Why Your Spark Applications Are Slow or Failing, Part 1: Memory Management
If you're having trouble with your Spark applications, read on to see if these common memory management issues are plaguing your system.
Join the DZone community and get the full member experience.Join For Free
Spark applications are easy to write and easy to understand when everything goes according to plan. However, it becomes very difficult when Spark applications start to slow down or fail. Sometimes a well-tuned application might fail due to a data change, or a data layout change. Sometimes an application which was running well starts behaving badly due to resource starvation. The list goes on and on.
It's not only important to understand a Spark application, but also its underlying runtime components like disk usage, network usage, contention, etc., so that we can make an informed decision when things go bad.
In this series of articles, I aim to capture some of the most common reasons why a Spark application fails or slows down. The first and most common is memory management.
If we were to got all Spark developers to vote, out of memory (OOM) conditions would surely be the number one problem everyone has faced. This comes as no big surprise as Spark’s architecture is memory-centric. Some of the most common causes of OOM are:
- Incorrect usage of Spark
- High concurrency
- Inefficient queries
- Incorrect configuration
To avoid these problems, we need to have a basic understanding of Spark and our data. There are certain things that can be done that will either prevent OOM or rectify an application which failed due to OOM. Spark’s default configuration may or may not be sufficient or accurate for your applications. Sometimes even a well-tuned application may fail due to OOM as the underlying data has changed.

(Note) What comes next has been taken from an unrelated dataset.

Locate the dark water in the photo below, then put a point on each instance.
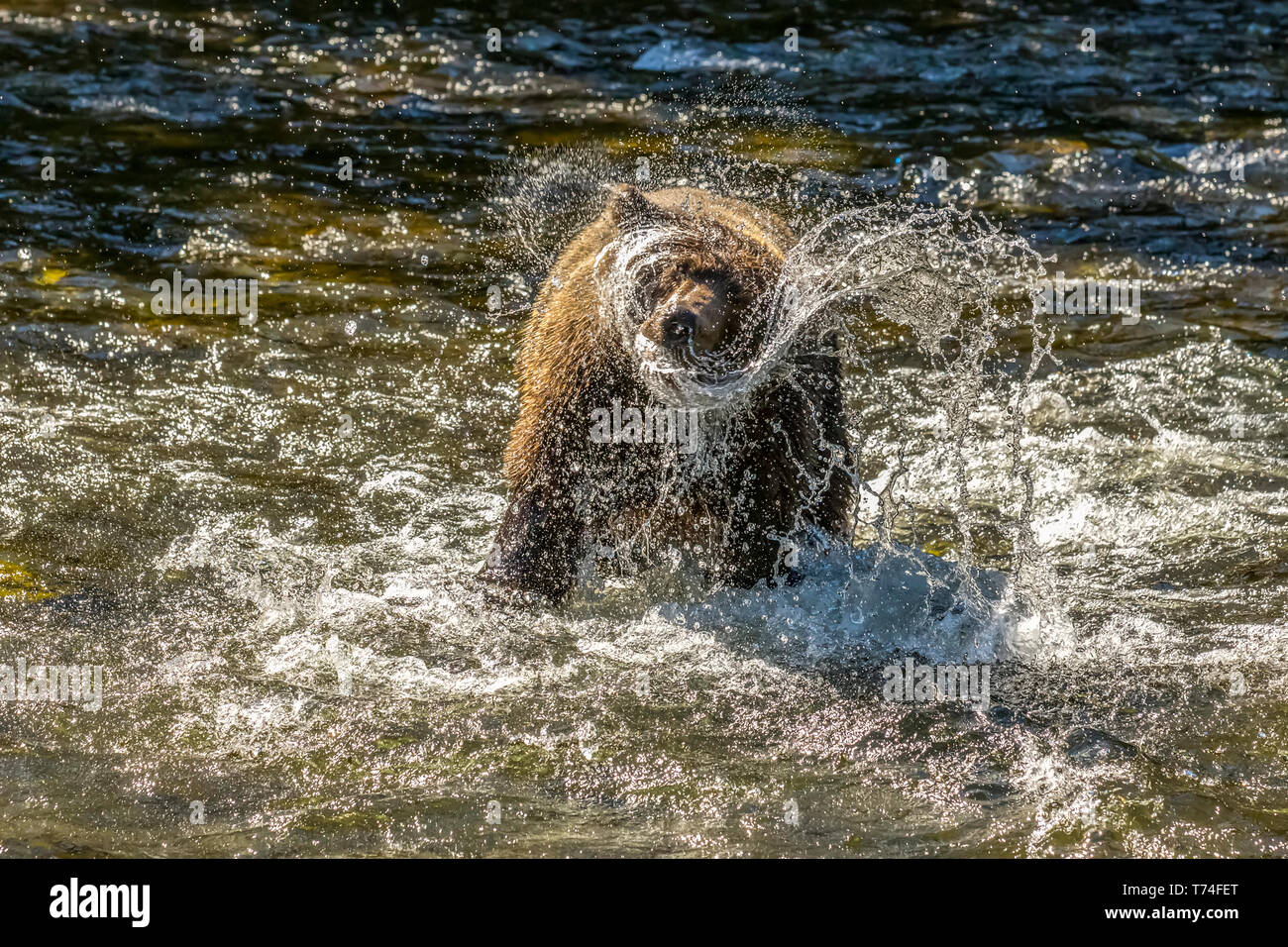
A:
(267, 534)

Out of memory issues can be observed for the driver node, executor nodes, and sometimes even for the node manager. Let’s take a look at each case.
Out of Memory at the Driver Level
A driver in Spark is the JVM where the application’s main control flow runs. More often than not, the driver fails with an OutOfMemory error due to the incorrect usage of Spark. Spark is an engine to distribute the workload among worker machines. The driver should only be considered as an orchestrator. In typical deployments, a driver is provisioned less memory than executors. Hence, we should be careful about what we are doing on the driver.
Common causes which result in driver OOM are:
- Low driver memory configured as per the application requirements.
- Misconfiguration of
spark.sql.autoBroadcastJoinThreshold. Spark uses this limit to broadcast a relation to all the nodes in case of a join operation. At the very first usage, the whole relation is materialized at the driver node. Sometimes multiple tables are also broadcast as part of the query execution.
Try to write your application in such a way that you can avoid explicit result collection at the driver level. You can very well delegate this task to one of the executors. For example, if you want to save the results to a particular file, either you can collect it at the driver or assign an executor to do that for you.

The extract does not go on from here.